Sie vergessen das, und sie wollen, dass wir es auch vergessen, die Veranstalter von Gebetsgottesdiensten wie den Inquisitor Domingo de Guzmán, den Initiator der Verehrung des „Heiligen Rosenkranzes“, oder Ignacio Larrañaga, den Förderer der „Gebetsworkshops“, oder die Organisatoren der nächtlichen Anbetung vergessen machen oder ewig. Es ist an der Zeit, dass jemand in der Kirche es wagt zu sagen, dass diese Menschen einfache Nikodemusen sind, die andere Nikodemusen führen, oder, wie Jesus sagte: „Blinde, die andere Blinde führen“. Jesus fühlt sich in keinem Tabernakel einsam und hofft, dass sie ihn dort mit Gebeten begleiten. Wo er Begleitung und Solidarität wünscht, sind die Unterdrückten und Bedürftigen, zum Beispiel in Cañada Real, wo zu den dort erlittenen Nöten und Entbehrungen vor zwei Jahren die Unterbrechung der Stromversorgung durch Menschen hinzukam, die Sie scheinen viel zu beten.

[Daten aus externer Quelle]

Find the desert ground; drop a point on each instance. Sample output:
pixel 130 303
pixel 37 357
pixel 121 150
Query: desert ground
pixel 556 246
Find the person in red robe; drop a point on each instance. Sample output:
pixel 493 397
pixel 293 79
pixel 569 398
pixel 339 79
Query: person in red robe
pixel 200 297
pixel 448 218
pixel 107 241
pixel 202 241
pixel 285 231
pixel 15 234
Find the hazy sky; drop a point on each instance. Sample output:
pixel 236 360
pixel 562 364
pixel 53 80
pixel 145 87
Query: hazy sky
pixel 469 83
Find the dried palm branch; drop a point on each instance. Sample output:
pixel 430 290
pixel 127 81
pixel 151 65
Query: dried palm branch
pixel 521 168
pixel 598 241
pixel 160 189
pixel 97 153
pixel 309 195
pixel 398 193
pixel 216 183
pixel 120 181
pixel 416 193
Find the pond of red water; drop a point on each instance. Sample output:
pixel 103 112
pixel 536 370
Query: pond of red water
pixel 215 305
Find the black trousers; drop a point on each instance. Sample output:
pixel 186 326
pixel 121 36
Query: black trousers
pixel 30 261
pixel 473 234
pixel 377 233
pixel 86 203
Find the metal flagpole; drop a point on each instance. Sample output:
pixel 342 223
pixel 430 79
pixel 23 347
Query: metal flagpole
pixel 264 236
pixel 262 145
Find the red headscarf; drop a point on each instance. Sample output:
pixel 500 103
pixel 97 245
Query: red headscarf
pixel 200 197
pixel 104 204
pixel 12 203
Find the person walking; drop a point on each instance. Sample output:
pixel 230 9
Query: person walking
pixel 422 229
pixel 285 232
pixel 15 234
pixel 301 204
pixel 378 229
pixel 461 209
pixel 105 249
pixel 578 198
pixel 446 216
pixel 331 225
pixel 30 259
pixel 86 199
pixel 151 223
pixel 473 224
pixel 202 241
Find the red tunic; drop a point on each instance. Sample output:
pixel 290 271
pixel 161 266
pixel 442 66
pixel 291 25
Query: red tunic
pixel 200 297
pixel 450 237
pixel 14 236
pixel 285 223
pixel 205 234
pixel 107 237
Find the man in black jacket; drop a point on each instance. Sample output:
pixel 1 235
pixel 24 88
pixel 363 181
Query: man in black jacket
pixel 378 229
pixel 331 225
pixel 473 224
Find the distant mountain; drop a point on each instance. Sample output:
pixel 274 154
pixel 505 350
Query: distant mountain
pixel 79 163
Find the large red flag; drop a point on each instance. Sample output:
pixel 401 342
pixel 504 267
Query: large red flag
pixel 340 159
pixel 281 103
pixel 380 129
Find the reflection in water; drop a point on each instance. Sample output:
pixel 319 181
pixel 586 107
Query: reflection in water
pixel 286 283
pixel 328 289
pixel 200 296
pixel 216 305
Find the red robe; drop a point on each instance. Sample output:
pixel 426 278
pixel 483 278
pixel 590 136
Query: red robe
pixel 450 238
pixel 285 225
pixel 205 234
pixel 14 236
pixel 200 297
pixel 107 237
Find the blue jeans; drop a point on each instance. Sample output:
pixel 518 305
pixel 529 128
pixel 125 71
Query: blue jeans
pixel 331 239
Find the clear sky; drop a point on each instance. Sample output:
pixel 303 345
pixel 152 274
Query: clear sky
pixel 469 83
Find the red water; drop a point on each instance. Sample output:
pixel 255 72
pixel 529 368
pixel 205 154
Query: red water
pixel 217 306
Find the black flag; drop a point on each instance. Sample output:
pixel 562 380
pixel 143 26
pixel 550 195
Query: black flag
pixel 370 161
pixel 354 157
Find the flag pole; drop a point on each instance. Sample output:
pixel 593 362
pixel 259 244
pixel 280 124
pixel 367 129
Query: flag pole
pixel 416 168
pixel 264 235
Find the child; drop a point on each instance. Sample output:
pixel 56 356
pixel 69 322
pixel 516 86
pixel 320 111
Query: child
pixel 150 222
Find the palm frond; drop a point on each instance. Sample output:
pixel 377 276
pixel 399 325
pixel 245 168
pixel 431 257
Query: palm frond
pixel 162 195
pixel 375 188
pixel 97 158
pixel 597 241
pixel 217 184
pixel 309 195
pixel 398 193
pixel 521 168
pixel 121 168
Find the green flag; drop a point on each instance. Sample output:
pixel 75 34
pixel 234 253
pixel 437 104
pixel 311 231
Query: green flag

Dieses verlassene Personal und andere ähnliche in anderen Teilen des Landes und viele Millionen Menschen in weiten Teilen des Planeten sind der beraubte und verwundete Mann, der das Gleichnis vom barmherzigen Samariter darstellt. Jesus schätzte die Solidarität des Samariters mehr als die Hingabe des Priesters und des Leviten, die zum Beten in den Tempel kamen und vorbeigingen und die Bedürftigen beiseite ließen. Wenn wir uns auf Andachten und Kulte konzentrieren, die die Opfer des Systems verlassen und nichts tun, um dieses System zu ändern, bedeutet dies, dass wir nichts aus dem Evangelium gelernt haben und wie Nikodemus weiterhin in der verzerrten religiösen Tradition unserer ungerechten Gesellschaft gefangen sind . Wenn wir wahre Nachfolger von Jesus von Nazareth sein wollen, müssen wir danach streben, die mentalen Schemata zu überwinden, die uns zwingen, das zu respektieren, was gesellschaftlich etabliert ist, und das Nikodemus-Syndrom überwinden; was Jesus „wiedergeboren werden“ nannte.